Engelli bireylerin ailelerinin, bu ağır sorumlulukları tek başlarına üstlenmek zorunda bırakıldığını dile getiren Güleç, Türkiye'de uzun süreli bakım merkezlerinin yetersizliğine dikkat çekti. Ailelerin en ağır kaygısını şu can alıcı soruyla özetledi: "Bir annenin, bir babanın aklındaki en acı soru şudur: ‘Biz bu dünyadan göçtüğümüzde evladımıza kim sahip çıkacak?’ Bu soruya cevap vermeyen hiçbir sosyal politika tamamlanmış sayılamaz."

İstihdamda eşitlik kağıt üstünden sahaya taşınmalı

Engelli bireylerin çalışma hayatına katılımında yaşanan ciddi sorunlara da değinen Güleç, mevcut istihdam kotalarının uygulanmadığını, mesleki eğitim programlarının yetersiz kaldığını ve işveren teşviklerinin etkin bir şekilde işletilemediğini söyledi.
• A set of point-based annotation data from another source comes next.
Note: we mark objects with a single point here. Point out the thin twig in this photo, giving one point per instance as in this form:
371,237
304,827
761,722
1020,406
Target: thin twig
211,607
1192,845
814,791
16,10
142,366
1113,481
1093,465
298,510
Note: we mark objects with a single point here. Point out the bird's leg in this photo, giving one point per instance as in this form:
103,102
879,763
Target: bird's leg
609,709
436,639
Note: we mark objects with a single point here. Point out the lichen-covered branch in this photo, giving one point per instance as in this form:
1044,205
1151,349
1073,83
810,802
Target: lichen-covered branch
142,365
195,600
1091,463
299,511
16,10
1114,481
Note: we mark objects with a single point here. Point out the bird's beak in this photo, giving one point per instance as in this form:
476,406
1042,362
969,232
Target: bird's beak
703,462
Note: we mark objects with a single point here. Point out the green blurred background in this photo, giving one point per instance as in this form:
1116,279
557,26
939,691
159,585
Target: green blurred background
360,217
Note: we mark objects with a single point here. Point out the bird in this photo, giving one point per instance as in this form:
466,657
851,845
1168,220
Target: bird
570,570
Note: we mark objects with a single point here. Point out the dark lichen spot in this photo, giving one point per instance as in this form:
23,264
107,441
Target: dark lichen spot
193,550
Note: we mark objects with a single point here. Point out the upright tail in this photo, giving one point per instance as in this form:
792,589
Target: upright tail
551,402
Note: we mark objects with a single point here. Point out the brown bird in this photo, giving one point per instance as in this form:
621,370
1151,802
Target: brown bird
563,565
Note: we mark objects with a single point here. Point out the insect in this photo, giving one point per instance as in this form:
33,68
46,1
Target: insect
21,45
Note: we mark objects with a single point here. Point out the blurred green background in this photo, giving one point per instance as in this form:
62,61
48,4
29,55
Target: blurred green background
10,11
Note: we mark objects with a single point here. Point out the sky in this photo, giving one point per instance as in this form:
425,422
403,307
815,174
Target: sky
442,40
Bu gerçeklerle yüzleşilmeden toplumsal eşitliğin sağlanamayacağını belirtti.

Ayrıca, engelli derneklerinin yalnız bırakılmaması gerektiğini, sivil toplum kuruluşlarının bu mücadelenin en güçlü paydaşı olduğunu vurgulayarak, derneklerin fon, proje ve koordinasyon desteğiyle güçlendirilmesinin zorunlu olduğunu ifade etti.
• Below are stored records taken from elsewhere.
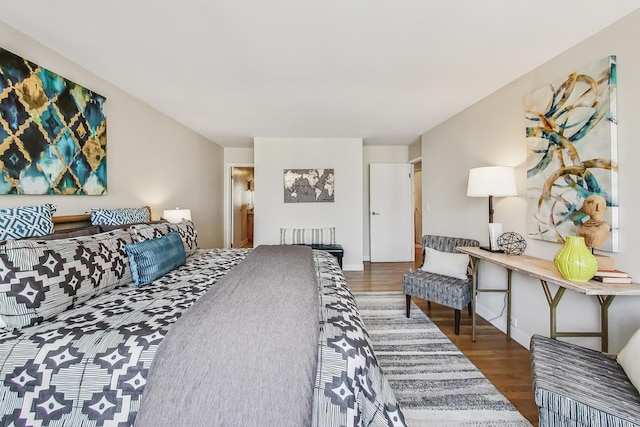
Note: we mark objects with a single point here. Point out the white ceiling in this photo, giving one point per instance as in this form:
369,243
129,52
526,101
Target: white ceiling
382,70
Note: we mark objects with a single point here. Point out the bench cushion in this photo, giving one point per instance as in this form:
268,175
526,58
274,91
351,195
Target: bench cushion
575,386
308,236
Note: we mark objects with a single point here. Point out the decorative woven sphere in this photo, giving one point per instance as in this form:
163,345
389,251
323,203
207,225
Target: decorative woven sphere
512,243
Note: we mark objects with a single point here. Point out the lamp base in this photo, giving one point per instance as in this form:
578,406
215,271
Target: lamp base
488,249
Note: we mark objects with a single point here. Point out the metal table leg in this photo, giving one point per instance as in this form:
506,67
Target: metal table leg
475,262
604,301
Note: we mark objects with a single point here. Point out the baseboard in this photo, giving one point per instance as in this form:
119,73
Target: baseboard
518,335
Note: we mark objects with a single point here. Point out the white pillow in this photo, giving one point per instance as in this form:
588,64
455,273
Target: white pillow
629,359
445,263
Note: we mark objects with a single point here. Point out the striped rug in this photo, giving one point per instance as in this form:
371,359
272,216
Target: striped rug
435,384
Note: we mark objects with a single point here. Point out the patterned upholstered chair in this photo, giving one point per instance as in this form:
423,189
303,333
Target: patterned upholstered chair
445,290
577,386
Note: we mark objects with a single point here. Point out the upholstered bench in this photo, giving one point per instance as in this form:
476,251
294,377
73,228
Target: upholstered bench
323,239
577,386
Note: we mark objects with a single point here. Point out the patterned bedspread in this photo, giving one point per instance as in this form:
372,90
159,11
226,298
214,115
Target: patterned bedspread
89,365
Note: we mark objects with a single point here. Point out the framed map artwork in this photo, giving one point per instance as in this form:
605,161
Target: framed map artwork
308,185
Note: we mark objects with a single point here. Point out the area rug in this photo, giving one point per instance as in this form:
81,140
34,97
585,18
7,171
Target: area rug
435,384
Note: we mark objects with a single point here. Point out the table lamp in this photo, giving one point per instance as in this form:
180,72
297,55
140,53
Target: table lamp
492,181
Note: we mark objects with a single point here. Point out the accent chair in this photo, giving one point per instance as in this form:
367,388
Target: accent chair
443,289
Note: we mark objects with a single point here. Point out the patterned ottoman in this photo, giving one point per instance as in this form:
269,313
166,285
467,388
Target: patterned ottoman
577,386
"Engelsiz Türkiye cesur ve planlı adımlarla kurulur”

Açıklamasının sonunda kesin bir uyarıda bulunan Güleç, engelli bireylerin hayatını kolaylaştırmanın merhamet değil, anayasal bir sorumluluk olduğunun altını çizdi. "3 Aralık’ta verilen süslü mesajların bir anlamı yoktur; gerçek değişim 365 gün süren kararlı bir politikayla mümkündür" diyerek sözlerini bitirdi. Güleç, "Engelsiz bir Türkiye, göstermelik etkinliklerle değil; cesur ve planlı adımlarla kurulur" diyerek iktidara ve yerel yönetimlere çağrısını yineledi.